Immunogens, antigens, antibodies, Immunoglobulin Classes and Protective Functions of Antibodies
An immunogen is any foreign substance that when introduced into the body stimulates a specific immune response in the form of antibody formation or cell-mediated immunity. For a substance to be immunogenic, it must be recognized by the body as being foreign or non-self. An immunogen is usually a protein or polysaccharide of a higher molecular weight. An antigen is a molecule that can bind to the components of the immune system, including antibodies, T and B cell receptors.
Antigenic determinants (Epitopes)
Epitopes are the chemical features on the antigen molecule that physically bind to antibody (on B cells) or T cell receptors. An antigen can have one or more epitopes.
Examples of some Ags include:
A hapten is a protein-free chemical substance, which is incapable by itself of producing an Ab, but when it binds to the body protein, it becomes immunogenic and stimulates Ab production. Haptens are like penicillin, aspirin, sulfa, cosmetics, tranquillizers and formaldehyde. A hapten can react to specific Ab, so when it is introduced into the body for the second time, it will react with the previously formed Ab leading to a reaction.
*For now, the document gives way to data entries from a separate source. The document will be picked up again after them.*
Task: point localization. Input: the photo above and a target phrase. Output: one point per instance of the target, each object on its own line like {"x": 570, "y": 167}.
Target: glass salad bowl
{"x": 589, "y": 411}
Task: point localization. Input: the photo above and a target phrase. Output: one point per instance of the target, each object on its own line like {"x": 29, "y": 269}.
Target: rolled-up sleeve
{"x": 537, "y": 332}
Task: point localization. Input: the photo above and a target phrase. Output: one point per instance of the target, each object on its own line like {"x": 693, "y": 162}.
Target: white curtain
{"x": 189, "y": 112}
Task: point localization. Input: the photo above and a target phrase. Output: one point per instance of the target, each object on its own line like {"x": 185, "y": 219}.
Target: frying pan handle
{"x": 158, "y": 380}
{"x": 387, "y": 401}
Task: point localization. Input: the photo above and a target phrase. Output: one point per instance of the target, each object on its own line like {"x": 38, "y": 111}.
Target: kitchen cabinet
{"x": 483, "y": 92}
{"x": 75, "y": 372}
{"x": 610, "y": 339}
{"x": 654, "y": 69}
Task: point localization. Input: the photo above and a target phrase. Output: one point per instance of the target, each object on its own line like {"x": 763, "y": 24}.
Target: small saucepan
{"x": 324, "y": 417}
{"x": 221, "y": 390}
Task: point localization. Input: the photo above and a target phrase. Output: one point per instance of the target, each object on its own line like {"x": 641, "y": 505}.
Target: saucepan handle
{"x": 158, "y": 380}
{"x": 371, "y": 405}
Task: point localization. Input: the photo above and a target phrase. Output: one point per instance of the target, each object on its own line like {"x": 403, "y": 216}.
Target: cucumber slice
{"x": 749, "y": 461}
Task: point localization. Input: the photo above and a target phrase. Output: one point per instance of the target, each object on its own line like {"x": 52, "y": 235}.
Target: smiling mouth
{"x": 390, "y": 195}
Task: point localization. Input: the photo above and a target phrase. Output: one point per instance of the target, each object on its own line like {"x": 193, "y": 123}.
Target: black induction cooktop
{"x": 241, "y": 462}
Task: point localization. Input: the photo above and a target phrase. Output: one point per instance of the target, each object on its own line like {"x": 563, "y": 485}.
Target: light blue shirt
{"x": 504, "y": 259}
Iso-antigens (Human tissue antigens)
These are Ags present in the cells of the body of different members of the same species.
Example: is the blood group Ags. There are 2 main systems: the “ABO or ABH” and the “Rh” factor.
Human leucocytic antigen (HLA) is another example of an iso-antigen present in all nucleated tissue cells mainly leucocytes. HLA are of vital importance in organ transplantation.
Normally an individual does not react with his organs (self Ags). But, due to infection or inflammation, the antigenic structure will change (recognized as non-self), resulting in the production of autoantibodies as in some autoimmune diseases.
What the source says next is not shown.